Erdrich uses some of her personal family history and background as source for The Master Butcher's Singing Club. In this case, it is important to note some of the information surrounding German-American lifestyle. Overwhelmingly, Germans immigrated to the United States in search of an improved standard of living. There were incentives from land and railroad compaines as well to insure jobs for German immigrants.
After a failed German Revolution in 1848, there was the greatest wave of political asylum seekers who left Germany. The majority of the German immigrants had in mind their idea of achieving, "The American Dream." They wanted to be where soil was fertile and space was abundant. By the end of the 19th century, most immigrants were unmarried industrial workers who came to the United States seeking seasonal work but never returned to Germany.
Many immigrants would settle with or around others who spoke their native language or were from the same area of Germany. Many settled in the Midwest where they became bakers, butchers, shoemakers, and cabinet makers.
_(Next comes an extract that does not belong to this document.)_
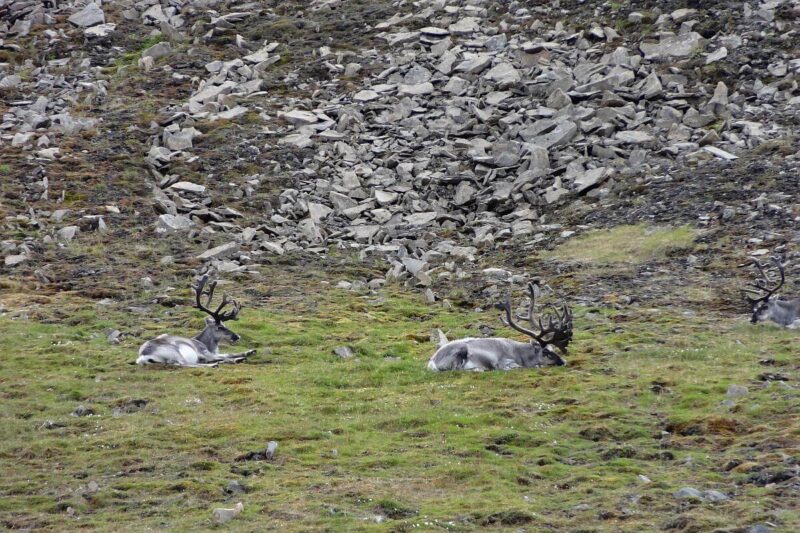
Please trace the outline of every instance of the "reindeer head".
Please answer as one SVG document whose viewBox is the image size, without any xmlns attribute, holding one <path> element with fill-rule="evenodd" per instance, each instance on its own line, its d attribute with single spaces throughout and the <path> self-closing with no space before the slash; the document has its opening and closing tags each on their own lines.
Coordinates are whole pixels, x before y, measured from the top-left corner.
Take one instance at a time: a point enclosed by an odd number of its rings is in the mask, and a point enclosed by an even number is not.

Germans also became high profile businessmen and shopkeepers. The largest group of German immigrants in any given time period were the skilled craftspeople. They immigrated to major cities such as Pittsburgh, Cincinnati, and Chicago.
In 1900, Kaiser Wilhelm II instituted the idea of national German pride. His influence was felt across the sea in the United States by way of a divided feeling of German-Americans on the stand of an imperialist Germany. This idea of loyalty was felt not only in the U.S., but in Germany as well. The Socialists felt that the Kaiser's power centerred on a too militaristic reign. Millions of Americans held on to an attachment to the German language and culture. The 1830s through the 1870s saw a massive immigration of Germans to the U.S. resulting in their being an important ethnic block of society. The immigration explosion of youthful Germans resulted in their bringing a pro-imperialist view of Germany to the American public by way of the German-American press. 1901 saw the formation of the German-American alliance, a pressure group used to enforce upon the politicians propaganda geared to an imperial Germany.
The United States entrance in World War I in 1917 caused an increase in abuse on German-Americans. The public opinion of the time rejected all forms of foreign language and culture. Thus, upon the eve of World War II, there was no form of Nazi propaganda, leaving the German-Americans to have no view on the war without public retaliation. To this day, there remain untold accounts of German-American internment camps during World War II.